Security forces arrested Turabi and eight other party officials on 18 January after he called for a "popular revolution" if Khartoum did not tackle inflation, a sensitive issue in Sudan weighed down by years of conflict and a US trade embargo.
Sudan has not seen uprisings like those in Egypt or Tunisia but Turabi said corruption and economic difficulties might drive people to the streets in larger crowds than the sporadic protests seen so far.
"Many people are very angry," he said. "People are now conscious about corruption due to the new media. They see what is happening in Arab countries," he said.
He said Sudan was a fragile country held together along tribal lines where some areas, such as the troubled region of Darfur, could break up in protests inspired by Arab revolutions.
"It might happen," he said. "I am worried that any protest, revolution could lead to chaos because Sudan is decentralised."
He stopped short of calling for street protests but said Sudan needed an "orderly transition" of power to prevent instability.
"We need real freedom, elections.
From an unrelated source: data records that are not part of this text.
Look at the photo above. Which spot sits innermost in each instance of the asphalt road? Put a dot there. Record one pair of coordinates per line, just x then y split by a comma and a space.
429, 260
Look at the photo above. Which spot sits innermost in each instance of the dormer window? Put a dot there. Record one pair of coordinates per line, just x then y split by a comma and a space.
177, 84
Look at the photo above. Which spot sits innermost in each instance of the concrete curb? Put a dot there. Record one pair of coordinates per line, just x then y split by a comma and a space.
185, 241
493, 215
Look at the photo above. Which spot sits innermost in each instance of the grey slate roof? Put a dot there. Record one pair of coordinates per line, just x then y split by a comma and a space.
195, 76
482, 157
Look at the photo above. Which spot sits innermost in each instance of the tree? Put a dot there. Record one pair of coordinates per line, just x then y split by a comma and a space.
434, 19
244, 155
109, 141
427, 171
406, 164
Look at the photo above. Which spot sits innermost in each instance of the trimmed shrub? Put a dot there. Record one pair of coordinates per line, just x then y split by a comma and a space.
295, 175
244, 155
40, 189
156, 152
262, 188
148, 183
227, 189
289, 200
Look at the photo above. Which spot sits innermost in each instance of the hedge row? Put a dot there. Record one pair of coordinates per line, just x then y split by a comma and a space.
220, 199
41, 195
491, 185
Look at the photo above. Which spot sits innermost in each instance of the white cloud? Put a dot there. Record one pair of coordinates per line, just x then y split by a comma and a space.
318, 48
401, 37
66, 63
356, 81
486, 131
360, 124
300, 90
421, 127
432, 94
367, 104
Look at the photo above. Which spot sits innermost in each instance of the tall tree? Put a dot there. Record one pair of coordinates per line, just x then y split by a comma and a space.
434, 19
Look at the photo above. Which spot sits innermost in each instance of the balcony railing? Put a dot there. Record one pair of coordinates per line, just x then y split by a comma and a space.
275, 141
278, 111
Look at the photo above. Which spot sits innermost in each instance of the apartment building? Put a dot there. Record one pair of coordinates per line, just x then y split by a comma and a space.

A peaceful transition of power," he said.
Turabi was the spiritual mentor behind the Islamist government of Sudan's president Omar Hassan al-Bashir when it took power in a 1989 coup, but the men later fell out.
Khartoum has long feared Turabi's influence, believing that many of his supporters remain in key positions in the army and security services.
He has been in and out of jail since his split from Bashir's ruling party in 1999-2000.
The government says inflation goes back to the U.S. embargo but Turabi blamed overspending, which could be seen in Darfur where Khartoum is now adding two additional states requiring yet more bureaucracy.
"You add more to the public service," he said, adding that this would lead to more corruption as many employees were appointed based on tribal or political loyalties.
"Money goes to the public service, to corruption."
Analysts expect both governments to agree on sharing oil revenues as the south needs northern pipelines and refineries but Turabi said the new southern state could seek new friends to lower dependency on Khartoum.
"The south is now very cautious... but they can build new pipelines. The Chinese could build them for them in one and half years."